Nous poursuivons la semaine avec Alex qui exerce un métier original. Alex, c’est l’anti-agence matrimoniale : il ne fait pas de couples, il défait des couples !
Alex est briseur de couple professionnel ; un métier qui soulève plusieurs questions auxquelles Laurence NOSSEREAU propose de répondre.
L’ARNACOEUR : BRISEUR DE COUPLE PROFESSIONNEL
L’histoire et la problématique
Alex exerce un métier atypique : il est briseur de couple professionnel. Sa spécialité est de briser des couples, parfois juste avant un mariage, pour sauver des femmes "malheureuses".
Mandatés par les proches de la femme "malheureuse", Alex et son équipe tentent de l'inciter à quitter son conjoint.
Pour exécuter ses missions, l'équipe utilise des techniques de drague bien rodées ainsi que des méthodes d'espionnage.
Mais est-il légalement possible d'inciter une personne à se séparer, voire provoquer une infidélité ?
1. Inciter à la rupture : est-ce légal ?
Quitter une personne n'est pas, en soi, une faute. Inciter une personne à en quitter une autre ne peut pas être considéré comme une incitation à commettre une faute au sens légal.
En revanche, les méthodes employées pour parvenir à la séparation peuvent, le cas échéant, être illégales.
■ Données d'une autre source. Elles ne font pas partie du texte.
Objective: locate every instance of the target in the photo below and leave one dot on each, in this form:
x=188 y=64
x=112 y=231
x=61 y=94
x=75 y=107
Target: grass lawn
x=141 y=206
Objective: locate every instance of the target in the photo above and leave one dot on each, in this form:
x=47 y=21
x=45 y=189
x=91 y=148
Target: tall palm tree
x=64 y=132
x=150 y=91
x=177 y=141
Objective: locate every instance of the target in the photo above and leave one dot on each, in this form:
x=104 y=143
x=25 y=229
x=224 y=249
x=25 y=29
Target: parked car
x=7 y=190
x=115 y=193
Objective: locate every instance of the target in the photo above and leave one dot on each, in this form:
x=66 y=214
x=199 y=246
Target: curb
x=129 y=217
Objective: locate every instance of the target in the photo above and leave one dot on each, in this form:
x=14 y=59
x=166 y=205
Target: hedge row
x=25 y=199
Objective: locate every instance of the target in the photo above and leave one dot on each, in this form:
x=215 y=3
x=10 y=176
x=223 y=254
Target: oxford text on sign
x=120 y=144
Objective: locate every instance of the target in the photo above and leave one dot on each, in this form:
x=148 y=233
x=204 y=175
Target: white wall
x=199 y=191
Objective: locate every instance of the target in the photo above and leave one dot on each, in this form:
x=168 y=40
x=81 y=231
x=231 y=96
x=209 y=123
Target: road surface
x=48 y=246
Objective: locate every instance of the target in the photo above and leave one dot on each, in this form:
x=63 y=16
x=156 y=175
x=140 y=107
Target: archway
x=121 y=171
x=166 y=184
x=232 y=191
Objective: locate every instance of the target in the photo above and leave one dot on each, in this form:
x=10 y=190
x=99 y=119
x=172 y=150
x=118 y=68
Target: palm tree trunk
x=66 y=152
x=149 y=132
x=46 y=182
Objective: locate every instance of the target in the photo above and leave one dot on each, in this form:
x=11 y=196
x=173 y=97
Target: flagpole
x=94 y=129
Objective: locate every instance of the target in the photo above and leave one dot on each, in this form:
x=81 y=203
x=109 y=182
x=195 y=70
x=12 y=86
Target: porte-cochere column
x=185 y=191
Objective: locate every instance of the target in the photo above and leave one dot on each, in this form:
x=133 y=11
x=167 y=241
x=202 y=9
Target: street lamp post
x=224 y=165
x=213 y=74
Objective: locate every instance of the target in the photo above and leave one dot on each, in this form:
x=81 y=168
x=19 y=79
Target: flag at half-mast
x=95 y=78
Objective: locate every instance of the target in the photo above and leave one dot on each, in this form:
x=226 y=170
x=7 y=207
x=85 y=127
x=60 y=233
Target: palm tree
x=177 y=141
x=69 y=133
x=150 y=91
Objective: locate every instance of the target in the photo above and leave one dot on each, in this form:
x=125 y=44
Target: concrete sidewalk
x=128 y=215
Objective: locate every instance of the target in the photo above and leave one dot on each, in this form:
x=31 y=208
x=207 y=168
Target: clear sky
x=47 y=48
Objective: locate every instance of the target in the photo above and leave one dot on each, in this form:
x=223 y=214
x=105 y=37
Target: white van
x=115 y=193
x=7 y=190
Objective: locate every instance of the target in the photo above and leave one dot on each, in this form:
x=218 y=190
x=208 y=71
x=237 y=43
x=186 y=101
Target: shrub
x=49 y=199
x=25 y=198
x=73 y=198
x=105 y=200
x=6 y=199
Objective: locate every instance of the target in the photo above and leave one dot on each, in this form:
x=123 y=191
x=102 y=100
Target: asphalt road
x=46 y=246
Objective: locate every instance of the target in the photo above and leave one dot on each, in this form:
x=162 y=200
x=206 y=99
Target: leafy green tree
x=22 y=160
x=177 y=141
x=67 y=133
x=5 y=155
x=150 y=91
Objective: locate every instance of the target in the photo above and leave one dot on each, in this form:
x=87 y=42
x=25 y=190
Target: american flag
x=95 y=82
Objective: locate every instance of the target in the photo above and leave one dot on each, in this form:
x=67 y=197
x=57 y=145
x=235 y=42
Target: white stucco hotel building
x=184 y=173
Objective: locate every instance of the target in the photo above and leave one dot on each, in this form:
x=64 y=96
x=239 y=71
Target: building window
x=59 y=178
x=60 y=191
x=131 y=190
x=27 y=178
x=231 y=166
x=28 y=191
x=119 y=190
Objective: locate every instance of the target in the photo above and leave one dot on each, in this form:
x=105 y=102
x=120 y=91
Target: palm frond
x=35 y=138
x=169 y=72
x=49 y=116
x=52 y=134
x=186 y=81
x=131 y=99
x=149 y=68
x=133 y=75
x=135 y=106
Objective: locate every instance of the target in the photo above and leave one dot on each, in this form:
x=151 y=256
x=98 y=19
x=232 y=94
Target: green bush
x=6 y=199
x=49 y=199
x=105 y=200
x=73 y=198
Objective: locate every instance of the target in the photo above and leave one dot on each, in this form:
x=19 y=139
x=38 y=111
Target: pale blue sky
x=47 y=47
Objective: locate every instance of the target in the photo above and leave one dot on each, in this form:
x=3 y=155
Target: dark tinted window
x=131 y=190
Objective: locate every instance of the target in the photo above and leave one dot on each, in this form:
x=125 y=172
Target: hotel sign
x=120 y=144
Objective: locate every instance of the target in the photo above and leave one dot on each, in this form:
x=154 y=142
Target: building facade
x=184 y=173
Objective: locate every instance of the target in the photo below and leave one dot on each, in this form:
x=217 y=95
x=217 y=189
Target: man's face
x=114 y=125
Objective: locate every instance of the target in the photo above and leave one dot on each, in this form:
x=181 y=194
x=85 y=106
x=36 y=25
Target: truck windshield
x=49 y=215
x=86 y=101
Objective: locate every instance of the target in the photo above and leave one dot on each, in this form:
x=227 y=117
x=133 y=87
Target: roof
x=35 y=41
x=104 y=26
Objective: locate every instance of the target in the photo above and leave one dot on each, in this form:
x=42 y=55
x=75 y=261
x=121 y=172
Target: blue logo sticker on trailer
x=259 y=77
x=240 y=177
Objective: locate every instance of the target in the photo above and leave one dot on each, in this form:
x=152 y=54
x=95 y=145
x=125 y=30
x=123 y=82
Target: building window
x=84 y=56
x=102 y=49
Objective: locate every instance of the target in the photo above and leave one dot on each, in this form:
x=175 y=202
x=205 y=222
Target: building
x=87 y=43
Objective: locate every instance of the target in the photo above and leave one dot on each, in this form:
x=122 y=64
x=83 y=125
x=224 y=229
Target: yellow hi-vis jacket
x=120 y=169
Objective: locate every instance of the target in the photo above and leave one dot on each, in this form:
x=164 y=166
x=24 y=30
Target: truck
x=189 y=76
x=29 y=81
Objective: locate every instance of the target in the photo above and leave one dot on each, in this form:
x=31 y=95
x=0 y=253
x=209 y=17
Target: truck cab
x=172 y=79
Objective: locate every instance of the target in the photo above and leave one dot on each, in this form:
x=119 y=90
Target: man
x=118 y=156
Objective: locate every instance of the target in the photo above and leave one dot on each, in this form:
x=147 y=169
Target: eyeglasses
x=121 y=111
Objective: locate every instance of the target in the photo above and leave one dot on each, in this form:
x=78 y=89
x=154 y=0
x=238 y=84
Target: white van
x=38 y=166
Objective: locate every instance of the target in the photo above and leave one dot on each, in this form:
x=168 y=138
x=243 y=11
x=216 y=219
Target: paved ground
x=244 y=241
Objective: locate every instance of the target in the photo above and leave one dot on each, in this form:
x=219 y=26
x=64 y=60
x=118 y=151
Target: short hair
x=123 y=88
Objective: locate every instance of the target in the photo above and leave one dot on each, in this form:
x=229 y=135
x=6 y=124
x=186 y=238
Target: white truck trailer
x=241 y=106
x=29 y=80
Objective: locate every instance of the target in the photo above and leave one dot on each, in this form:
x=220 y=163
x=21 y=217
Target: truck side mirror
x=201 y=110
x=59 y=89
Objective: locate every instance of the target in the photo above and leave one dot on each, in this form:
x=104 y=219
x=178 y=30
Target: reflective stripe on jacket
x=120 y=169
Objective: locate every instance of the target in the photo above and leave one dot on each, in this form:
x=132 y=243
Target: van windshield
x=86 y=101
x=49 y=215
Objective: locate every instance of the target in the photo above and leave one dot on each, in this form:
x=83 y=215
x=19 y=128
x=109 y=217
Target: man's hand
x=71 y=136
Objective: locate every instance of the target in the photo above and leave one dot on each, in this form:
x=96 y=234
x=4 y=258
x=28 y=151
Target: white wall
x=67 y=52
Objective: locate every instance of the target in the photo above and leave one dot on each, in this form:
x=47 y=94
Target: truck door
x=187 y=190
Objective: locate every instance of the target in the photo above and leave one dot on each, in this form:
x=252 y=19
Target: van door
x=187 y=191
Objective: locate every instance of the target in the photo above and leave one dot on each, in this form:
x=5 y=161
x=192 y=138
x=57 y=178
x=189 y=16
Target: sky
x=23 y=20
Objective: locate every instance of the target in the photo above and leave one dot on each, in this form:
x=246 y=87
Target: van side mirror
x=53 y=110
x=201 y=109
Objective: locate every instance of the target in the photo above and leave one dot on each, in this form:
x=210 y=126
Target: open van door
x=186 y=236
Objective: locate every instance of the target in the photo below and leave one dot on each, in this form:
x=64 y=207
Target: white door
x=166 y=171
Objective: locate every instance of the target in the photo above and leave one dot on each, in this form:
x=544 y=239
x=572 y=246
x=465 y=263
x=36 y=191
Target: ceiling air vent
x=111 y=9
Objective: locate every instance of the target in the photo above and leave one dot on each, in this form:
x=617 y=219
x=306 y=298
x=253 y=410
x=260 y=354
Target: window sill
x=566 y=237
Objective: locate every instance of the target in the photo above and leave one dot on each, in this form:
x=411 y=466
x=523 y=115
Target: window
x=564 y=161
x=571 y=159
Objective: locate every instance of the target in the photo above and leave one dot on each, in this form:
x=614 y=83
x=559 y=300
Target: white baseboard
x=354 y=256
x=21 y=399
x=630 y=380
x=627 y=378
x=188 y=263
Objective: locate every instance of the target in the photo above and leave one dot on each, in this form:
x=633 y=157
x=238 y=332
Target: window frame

La légalité de l'objectif (la séparation) n'autorise pas toutes les méthodes !
Ainsi, des méthodes comme celles d'Alex (écouter des conservations privées, entrer dans un lieu privé sans autorisation, géolocaliser des personnes...) sont civilement voire pénalement répréhensibles.
2. Inciter à l’infidélité : est-ce légal ?
En décembre 2020[1], il a été jugé qu'une application qui favorise les rencontres extraconjugales n'est pas illégale.
L'infidélité n'est pas une faute sanctionnable hors du mariage et elle ne peut être invoquée qu'entre époux(ses).
En l’absence de sanction civile de l’adultère en dehors de la sphère des relations entre époux, le devoir de fidélité ne peut justifier une interdiction légale d'une activité commerciales favorisant des rencontres extra-conjugales.
En revanche, la méthode pour provoquer l'infidélité doit être légale, ce qui est le cas d'une application de rencontre mais non de certaines méthodes mises en œuvre dans l'Arnacoeur.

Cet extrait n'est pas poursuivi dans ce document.